Эмиль Золя объявил автора «Пьера и Жана» гением. А вот что утверждал Альфонс Доде на страницах газеты «Тан»: «Ни в силе, ни в гибкости, ни в чувстве меры – ни в чем теперь нет недостатка у этого неутомимого и внушительного рассказчика». А вот в чем уверяет с полос «Нувель Ревю» Адольф Баден: «Понадобился превосходный талант Ги де Мопассана, чтобы вести речь о столь опасной ситуации, не вызывая при этом читательского отвращения или возмущения его чувствительности». Хроникер газеты «Иллюстрасьон» воздает похвалу автору за то, что он никогда не впадает в абстракцию и создает впечатление о жизни «равным образом своим стилем, как и своими персонажами». Однако же критик из «Журналь де Деба» сожалеет о грубости и пессимизме повествования: «Для нас, а может быть, и для многих читателей произведенный чтением „Пьера и Жана“ эффект заключается не просто в ощущении неловкости и печали, но и в некотором роде чувстве моральной депрессии… Значительная часть человечества пожелала бы, чтобы о его страданиях, о его болестях и даже о его пороках говорили иным тоном, с иным акцентом».
Мопассан смеется над отдельными напыщенными журналистами, над немногими читателями, которые делают хорошую мину перед лицом правды, которую он развертывает у них на глазах. Большинство публики – на его стороне, это подтверждают цифры продаж. А сколько еще проектов у него в голове! Но, право, нельзя же, чтобы письменные занятия, которые его кормят, в то же время препятствовали его стремлению наслаждаться жизнью! А хочется ему по-прежнему все того же: одерживать победы как на творческом фронте, так и на фронте развлечений. В конце января 1888 года он снова в Марселе; цель приезда – покупка яхты «Зингара». Верные морские волки Бертран и Раймон, заранее предупрежденные по телеграфу, помогли с экспертизой судна. Добрая гоночная яхта общей длиной 14 метров 60 сантиметров, водоизмещением 20 тонн, с главной мачтой и фок-мачтой. Внутри – кают-компания на десять персон и комфортабельная каюта для хозяина. У этой яхты, выстроенной из шотландского белого дуба на лаймингтонских судоверфях в Англии, был величавый корпус из добротной меди. В общем, если сравнить со скромным «Милым другом», это был самый настоящий плавучий дворец. Нет, никаких колебаний Мопассан не испытывал – сменить худосочного 9-тонного «Милого друга» означало засвидетельствовать головокружительный прогресс своего успеха. Цена: 7000 франков. На стадии, когда привалила подобная удача, он мог позволить себе и не такое сумасбродство. Сделка с владельцами – двумя марсельскими коммерсантами – была заключена быстро. И вот, едва были улажены все формальности в конторе Морской приписки, Ги приказывает своим верным морским волкам начертать на корпусе яхты ее новое имя. «Зингара» превратилась в «Милого друга-II».
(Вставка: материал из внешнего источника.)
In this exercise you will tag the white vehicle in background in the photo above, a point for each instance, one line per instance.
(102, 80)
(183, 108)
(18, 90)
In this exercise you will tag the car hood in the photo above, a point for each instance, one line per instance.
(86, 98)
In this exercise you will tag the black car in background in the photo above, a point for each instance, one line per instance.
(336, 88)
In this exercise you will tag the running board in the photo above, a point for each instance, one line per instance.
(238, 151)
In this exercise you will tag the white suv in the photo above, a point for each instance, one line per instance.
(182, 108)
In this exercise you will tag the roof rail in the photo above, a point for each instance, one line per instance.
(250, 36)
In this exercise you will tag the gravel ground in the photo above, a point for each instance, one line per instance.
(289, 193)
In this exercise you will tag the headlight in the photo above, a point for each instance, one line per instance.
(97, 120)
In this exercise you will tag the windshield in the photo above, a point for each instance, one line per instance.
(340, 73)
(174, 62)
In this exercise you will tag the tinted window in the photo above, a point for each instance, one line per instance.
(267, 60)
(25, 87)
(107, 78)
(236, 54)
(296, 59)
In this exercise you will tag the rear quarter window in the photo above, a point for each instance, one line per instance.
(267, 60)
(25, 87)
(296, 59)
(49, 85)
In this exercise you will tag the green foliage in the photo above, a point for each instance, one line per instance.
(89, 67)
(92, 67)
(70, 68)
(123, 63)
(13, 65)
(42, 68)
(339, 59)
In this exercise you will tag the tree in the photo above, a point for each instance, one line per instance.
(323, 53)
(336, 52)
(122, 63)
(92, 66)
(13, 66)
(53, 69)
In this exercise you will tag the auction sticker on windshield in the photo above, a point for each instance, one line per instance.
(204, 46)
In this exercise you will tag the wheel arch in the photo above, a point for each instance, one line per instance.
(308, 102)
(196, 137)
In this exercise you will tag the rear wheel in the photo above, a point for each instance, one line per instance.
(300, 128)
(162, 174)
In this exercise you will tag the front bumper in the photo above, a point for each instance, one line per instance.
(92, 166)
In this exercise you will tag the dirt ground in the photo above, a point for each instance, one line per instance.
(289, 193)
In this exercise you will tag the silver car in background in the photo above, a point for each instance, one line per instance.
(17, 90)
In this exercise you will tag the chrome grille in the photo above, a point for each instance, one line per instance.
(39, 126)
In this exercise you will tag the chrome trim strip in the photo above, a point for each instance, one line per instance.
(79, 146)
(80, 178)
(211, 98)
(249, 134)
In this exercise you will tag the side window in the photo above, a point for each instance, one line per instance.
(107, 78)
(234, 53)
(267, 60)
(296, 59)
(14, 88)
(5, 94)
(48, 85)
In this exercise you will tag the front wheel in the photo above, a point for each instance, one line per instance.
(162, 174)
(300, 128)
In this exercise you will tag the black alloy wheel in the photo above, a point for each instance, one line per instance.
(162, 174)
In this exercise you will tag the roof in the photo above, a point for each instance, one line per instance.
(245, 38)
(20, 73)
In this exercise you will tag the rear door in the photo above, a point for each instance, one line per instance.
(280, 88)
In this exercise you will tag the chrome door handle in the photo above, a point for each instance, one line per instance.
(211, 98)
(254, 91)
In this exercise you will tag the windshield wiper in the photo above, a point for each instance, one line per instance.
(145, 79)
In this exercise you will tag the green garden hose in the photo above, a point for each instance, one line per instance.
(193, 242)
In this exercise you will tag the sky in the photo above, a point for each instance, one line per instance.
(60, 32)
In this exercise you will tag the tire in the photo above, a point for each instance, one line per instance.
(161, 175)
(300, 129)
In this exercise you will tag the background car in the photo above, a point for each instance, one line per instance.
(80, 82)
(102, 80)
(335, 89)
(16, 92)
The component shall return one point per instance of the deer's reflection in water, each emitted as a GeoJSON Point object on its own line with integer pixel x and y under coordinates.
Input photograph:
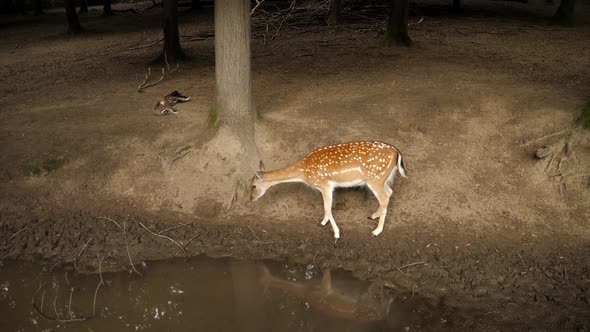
{"type": "Point", "coordinates": [356, 300]}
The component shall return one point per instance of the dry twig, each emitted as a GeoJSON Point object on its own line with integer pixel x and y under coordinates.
{"type": "Point", "coordinates": [97, 286]}
{"type": "Point", "coordinates": [18, 232]}
{"type": "Point", "coordinates": [146, 46]}
{"type": "Point", "coordinates": [173, 227]}
{"type": "Point", "coordinates": [543, 137]}
{"type": "Point", "coordinates": [144, 85]}
{"type": "Point", "coordinates": [129, 253]}
{"type": "Point", "coordinates": [163, 236]}
{"type": "Point", "coordinates": [109, 219]}
{"type": "Point", "coordinates": [57, 318]}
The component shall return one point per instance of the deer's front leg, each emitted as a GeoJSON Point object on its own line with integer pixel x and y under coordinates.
{"type": "Point", "coordinates": [327, 195]}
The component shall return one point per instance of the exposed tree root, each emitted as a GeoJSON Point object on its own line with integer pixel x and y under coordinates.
{"type": "Point", "coordinates": [563, 163]}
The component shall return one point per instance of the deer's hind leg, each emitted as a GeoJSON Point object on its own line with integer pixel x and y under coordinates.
{"type": "Point", "coordinates": [327, 195]}
{"type": "Point", "coordinates": [382, 192]}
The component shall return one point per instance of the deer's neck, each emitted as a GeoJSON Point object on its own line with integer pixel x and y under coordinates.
{"type": "Point", "coordinates": [291, 173]}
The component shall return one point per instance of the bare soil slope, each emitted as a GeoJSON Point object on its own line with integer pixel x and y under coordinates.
{"type": "Point", "coordinates": [87, 168]}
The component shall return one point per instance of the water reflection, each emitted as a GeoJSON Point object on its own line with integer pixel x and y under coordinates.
{"type": "Point", "coordinates": [202, 294]}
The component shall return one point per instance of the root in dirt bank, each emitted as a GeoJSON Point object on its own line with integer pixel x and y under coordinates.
{"type": "Point", "coordinates": [567, 160]}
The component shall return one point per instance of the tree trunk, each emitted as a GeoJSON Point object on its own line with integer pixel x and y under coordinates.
{"type": "Point", "coordinates": [335, 16]}
{"type": "Point", "coordinates": [83, 7]}
{"type": "Point", "coordinates": [20, 7]}
{"type": "Point", "coordinates": [196, 4]}
{"type": "Point", "coordinates": [107, 10]}
{"type": "Point", "coordinates": [38, 7]}
{"type": "Point", "coordinates": [234, 104]}
{"type": "Point", "coordinates": [565, 12]}
{"type": "Point", "coordinates": [172, 51]}
{"type": "Point", "coordinates": [73, 22]}
{"type": "Point", "coordinates": [397, 27]}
Прохладной зарею «Милый друг-II» покинул порт. У штурвала сам Мопассан. Он предполагал достичь Канн за два-три дня, с кратким заходом в Поркероль. Волна поднималась. Мертвенно-бледный Франсуа Тассар боролся с дурнотою. Обеспокоенный, как всегда, Бернар всматривался в туманный горизонт. Только Ги радовался жизни, чувствуя себя уверенно. Больше даже – он, мятежный, просил доброй бури! У него руки чесались вступить в борьбу со стихиями после того, как поцапался с людьми. И вдруг откуда ни возьмись его озарила идея, о чем он с радостью поспешил поведать своему камердинеру: «Я нашел сюжет для хроники. Право, такие мысли приходят только ко мне!» Ныне еще в большей степени, чем в юные годы, сплав действия и мысли, спорта и сочинительства знаменовал для него собою вершину счастья.
Глава 14
Эрве удаляется
И вот «Милый друг-II» пришвартован у набережной в порту Канн, у подножья Сюке. Мопассан, который поселился невдалеке отсюда со своею матерью в «Вилла Континенталь», не мог нарадоваться на свое приобретение – каждый день приходил, любовался яхтой, поднимался на борт, вдыхал с наслаждением запах лака и отдавал приказ поднять якорь. Но его морские прогулки кратки и безбурны. Яхта для него – прежде всего место встреч со светскими особами, проводящими зиму на Лазурном берегу. Так, он принимает на борту «Милого друга-II» герцога Шартрского, принцессу де Саган, маркизу де Галифе и, естественно, графиню Эммануэлу Потоцкую и Женевьеву Стро. Пред очами сих прекрасных дам разыгрывал заправского морского волка и порою, нырнув с борта головою вниз, показывал, как ловко он умеет плавать, а затем, поднявшись вновь на борт, лихо облизывал усы. Красавицы аплодировали отважному литератору-амфибии, он же насвистывал по их просьбе какую-нибудь легкую песенку из репертуара буживальских лодочников.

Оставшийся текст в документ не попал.